KICKSTARTING A SLOW SHOPPING MOVEMENT
How lovely is it to get a present? A little surprise or even more than you asked for? And how often does that happen? Well, sometimes (if you back the right Kickstarter project).
The upside of having to wait a long time after you've parted with your cash is that this waiting time is usually punctuated with news and updates, and because this information is about a thing you want. They are small highs in the delayed gratification zone that is crowdfunded shopping.
Having backed a handful of projects over the last few years, I have enjoyed getting these updates and the opportunity to find out a little about the time and effort that goes into the stuff before it arrives. This creates not just a heightened sense of delight when the thing actually arrives, but a greater sense of the worth of the item.
Maybe we would like stuff more if it was not just hurriedly thrown into the back of a van and dispatched forthwith. Maybe we would appreciate our purchases more if we thought of them less as instant hit disposable items and more as useful or beautiful things worth waiting for.

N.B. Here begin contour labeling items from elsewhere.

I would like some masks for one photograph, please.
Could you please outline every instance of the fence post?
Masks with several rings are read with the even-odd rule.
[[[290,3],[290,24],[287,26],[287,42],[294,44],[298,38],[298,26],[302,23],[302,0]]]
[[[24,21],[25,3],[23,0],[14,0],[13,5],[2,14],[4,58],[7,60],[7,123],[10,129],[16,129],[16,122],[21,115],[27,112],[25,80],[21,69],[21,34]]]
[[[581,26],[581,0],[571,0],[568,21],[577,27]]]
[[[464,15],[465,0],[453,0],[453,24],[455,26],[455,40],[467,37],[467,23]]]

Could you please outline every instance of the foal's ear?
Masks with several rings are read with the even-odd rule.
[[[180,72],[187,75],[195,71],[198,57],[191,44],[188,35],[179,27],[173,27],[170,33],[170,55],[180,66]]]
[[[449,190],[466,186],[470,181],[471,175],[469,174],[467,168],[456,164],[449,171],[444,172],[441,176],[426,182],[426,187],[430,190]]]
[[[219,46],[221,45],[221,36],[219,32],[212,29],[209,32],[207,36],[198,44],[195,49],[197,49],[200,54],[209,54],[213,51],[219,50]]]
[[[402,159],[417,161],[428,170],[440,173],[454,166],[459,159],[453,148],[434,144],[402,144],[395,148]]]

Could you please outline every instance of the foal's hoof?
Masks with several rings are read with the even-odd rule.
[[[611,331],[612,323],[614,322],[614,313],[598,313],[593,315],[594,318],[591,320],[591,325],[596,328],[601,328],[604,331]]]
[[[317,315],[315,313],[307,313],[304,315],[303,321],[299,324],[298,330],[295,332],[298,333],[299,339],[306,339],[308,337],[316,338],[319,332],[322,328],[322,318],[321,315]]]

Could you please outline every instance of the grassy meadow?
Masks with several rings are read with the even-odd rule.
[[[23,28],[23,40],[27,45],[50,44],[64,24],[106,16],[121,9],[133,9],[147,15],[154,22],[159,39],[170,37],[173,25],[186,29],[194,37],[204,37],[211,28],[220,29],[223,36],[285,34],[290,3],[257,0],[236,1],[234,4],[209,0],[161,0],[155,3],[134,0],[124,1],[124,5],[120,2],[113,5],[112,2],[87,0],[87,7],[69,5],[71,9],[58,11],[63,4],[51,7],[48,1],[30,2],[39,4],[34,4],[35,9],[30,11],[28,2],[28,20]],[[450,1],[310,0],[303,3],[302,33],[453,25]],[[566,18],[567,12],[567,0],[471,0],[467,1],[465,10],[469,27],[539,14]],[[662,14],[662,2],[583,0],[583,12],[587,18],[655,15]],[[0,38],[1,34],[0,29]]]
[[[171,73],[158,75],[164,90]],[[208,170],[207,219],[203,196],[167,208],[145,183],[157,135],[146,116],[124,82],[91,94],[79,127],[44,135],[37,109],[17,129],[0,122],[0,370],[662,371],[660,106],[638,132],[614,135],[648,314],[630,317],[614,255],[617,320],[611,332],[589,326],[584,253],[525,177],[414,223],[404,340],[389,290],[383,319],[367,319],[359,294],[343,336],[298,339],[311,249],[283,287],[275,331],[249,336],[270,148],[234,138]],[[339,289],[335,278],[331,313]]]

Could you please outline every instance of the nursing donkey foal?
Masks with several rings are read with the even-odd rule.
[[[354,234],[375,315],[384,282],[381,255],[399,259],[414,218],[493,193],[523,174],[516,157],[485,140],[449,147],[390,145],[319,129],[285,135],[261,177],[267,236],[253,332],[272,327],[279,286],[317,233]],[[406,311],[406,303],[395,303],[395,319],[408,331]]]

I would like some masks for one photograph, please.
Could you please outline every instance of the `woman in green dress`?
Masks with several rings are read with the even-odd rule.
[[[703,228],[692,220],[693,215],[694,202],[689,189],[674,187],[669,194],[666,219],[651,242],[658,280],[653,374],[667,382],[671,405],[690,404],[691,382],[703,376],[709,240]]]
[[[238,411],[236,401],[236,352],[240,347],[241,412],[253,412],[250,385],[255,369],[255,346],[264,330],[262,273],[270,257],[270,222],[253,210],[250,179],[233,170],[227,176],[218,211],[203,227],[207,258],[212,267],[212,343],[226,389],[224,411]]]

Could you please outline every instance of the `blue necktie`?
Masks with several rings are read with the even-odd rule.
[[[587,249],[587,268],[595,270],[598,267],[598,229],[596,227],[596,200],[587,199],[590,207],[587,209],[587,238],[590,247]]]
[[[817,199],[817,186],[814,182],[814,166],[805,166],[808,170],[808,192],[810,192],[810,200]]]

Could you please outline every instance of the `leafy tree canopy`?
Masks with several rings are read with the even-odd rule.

This concentrated care about a single product is something that some companies have focused their attention on. Recent startup Hiut denim, has the motto, “Do one thing well". They make jeans, in Cardigan Bay, Wales. Co-founder David Hieatt puts it really well in his new book,
"Most companies don't have a purpose. This may sound odd but most people have forgotten why they are in business. The founders are dead. The purpose is no longer there. They think it is just to make money. But making money is a result. It is not the purpose. For me, a business that has a purpose is much more energised. It is the wind for the sailboat. It pushes you and the team on. It is the fuel for the journey ahead."
All Kickstarter projects have purpose, it's why they are there. They have a single minded goal that they want you to share in. Once you do, you become part of that purpose. Because of this investment, the time it takes to get the product is less relevant. In an age of “just in time" supply chains and digital purchases that land in the blink of an eye, it's refreshing to care less about speed and more about quality.
The issue however with having so many powerful and compelling stories to browse is I have become addicted to the thrill of being a 'consumer-altruist' and getting unexpected or half-forgotten boxes of goodies through the post. In a bid to sustain this feel-good hit, I've taken to browsing the “ending soon" category to see what projects are already funded so that I can rifle through the rewards, safe in the knowledge that I will be getting another package in the mail sometime soon(ish). I'm not sure that's really playing fair but I guess it all goes into making someone's entrepreneurial or creative dreams a reality. However, I can't help but hear William Morris's mantra ringing in my ears;
" Have nothing in your house you do not know to be useful or believe to be beautiful."
Maybe you can have too much of a good thing?